Code § 12955(k).) Defendants’ own memorandum of points and authorities handily
demonstrates this fact, as Defendants’ arguments reference different “material
facts” with respect to different causes of action with wholly disparate
elements. (Compare Memorandum p.15:9-17 [negligence] with p.16:16-25 [Unruh
Act].) In some cases, Defendants neglect to cite evidence or material facts
whatsoever, such as in their negligence argument where Defendants assert,
without citation, that “reimbursement assessments” were issued solely against
Plaintiffs’ unit based on a violation of the property CC&Rs, and
“represent[] a very small fraction of the total repair costs and reserve
deficit.” (Memorandum p. 15:19-21.) “This is the Golden Rule of Summary
Adjudication: if it is not set forth in the separate statement, it does not
exist.” (United Community Church v. Garcin (1991) 231 Cal.App.3d
327, 337 [italics in original].)
A Separate Statement such as this
which fails to specify the facts that are truly germane to each of the many
disparate issues raised by the motion cannot be fairly said to put Plaintiffs
on notice of the material facts at issue, and certainly does not permit this
Court to focus on whether the pertinent facts are truly undisputed. Instead,
both Plaintiffs and the Court are forced to guess which facts are truly
material, without the guidance from Defendants which should have been provided.

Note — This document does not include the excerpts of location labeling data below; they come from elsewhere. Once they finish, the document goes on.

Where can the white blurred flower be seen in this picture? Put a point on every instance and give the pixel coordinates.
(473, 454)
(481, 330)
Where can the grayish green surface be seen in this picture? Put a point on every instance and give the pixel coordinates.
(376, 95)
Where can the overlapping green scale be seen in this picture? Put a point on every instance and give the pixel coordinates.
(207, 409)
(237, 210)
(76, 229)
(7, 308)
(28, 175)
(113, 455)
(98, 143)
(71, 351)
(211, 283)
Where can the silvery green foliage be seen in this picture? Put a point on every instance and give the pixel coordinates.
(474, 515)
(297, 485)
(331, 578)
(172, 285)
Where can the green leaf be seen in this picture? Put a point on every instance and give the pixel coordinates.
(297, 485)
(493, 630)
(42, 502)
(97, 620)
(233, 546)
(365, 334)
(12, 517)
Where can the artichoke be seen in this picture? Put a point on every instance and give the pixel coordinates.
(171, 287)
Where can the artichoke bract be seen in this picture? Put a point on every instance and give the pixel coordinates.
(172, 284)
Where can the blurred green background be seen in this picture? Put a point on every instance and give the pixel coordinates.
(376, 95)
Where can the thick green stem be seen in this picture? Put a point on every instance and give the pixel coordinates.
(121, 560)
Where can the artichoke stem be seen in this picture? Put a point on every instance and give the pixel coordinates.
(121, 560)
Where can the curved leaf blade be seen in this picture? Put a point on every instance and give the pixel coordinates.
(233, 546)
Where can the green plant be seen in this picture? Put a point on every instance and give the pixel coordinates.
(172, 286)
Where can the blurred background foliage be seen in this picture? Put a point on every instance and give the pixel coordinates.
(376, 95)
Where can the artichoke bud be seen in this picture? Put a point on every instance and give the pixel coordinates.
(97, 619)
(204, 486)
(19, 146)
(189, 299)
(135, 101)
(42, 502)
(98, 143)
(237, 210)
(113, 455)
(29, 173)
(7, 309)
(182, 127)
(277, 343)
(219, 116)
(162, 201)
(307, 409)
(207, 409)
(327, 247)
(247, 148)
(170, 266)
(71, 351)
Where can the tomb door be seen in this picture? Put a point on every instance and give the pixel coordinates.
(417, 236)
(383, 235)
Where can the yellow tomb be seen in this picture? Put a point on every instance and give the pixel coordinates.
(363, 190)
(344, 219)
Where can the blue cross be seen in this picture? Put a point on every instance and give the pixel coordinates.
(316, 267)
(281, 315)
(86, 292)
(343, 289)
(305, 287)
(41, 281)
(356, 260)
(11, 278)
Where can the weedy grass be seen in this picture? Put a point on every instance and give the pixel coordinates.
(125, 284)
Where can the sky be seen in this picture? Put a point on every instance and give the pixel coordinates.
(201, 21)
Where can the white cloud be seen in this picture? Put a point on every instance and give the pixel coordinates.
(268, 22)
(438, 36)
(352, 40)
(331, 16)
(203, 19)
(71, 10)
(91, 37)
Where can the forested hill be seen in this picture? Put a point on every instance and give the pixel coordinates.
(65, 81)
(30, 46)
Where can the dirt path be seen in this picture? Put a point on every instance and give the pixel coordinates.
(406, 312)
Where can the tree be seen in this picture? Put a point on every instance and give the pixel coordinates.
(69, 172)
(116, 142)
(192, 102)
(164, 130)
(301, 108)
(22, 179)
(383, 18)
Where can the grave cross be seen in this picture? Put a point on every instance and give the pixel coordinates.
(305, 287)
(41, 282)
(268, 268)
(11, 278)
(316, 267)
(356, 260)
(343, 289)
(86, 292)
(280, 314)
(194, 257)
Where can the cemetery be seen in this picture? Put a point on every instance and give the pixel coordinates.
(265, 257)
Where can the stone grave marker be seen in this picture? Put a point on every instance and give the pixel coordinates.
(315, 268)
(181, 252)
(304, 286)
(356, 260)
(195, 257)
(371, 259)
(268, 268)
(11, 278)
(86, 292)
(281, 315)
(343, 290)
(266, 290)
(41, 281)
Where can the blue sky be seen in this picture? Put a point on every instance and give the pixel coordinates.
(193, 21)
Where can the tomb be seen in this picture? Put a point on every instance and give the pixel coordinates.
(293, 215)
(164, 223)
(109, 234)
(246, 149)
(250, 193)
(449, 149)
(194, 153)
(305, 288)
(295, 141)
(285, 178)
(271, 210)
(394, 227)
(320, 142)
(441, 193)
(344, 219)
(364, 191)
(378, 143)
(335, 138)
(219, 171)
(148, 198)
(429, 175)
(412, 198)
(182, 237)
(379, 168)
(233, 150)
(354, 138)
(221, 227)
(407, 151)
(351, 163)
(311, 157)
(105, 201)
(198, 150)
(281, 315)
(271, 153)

The failure to provide a separate statement is, in the Court’s discretion,
grounds for denial of the motion. (Code Civ. Proc. § 437c(b)(1).) Moreover,
appellate precedent has consistently encouraged trial courts to require strict
compliance with the requirements for separate statements. (United Community
Church v. Garcin (1991) 231 Cal.App.3d 327, 335 [superseded by statute on
other grounds]; North Coast Business Park v. Nielsen Construction Co. (1993)
17 Cal.App.4th 22, 30-32.) As the Court of Appeal for the Fourth District has
bluntly stated, “[t]rial courts should not hesitate to deny summary judgment
motions when the moving party fails to draft a compliant separate statement.” (Beltran
v. Hard Rock Hotel Licensing, Inc. (2023) 97 Cal.App.5th 865, 876.) The
Court will heed that exhortation.
Defendants’ Motion for Summary
Adjudication is DENIED.
Moving party to give notice.
IT IS SO ORDERED.
Dated: April 24, 2025 ___________________________________
Theresa
M. Traber
Judge
of the Superior Court
Any party may submit on the
tentative ruling by contacting the courtroom via email at Smcdept47@lacourt.org by no later than 4:00 p.m. the day
before the hearing. All interested parties must be copied on the email. It
should be noted that if you submit on a tentative ruling the court will still
conduct a hearing if any party appears. By submitting on the tentative you
have, in essence, waived your right to be present at the hearing, and you
should be aware that the court may not adopt the tentative, and may issue an
order which modifies the tentative ruling in whole or in part.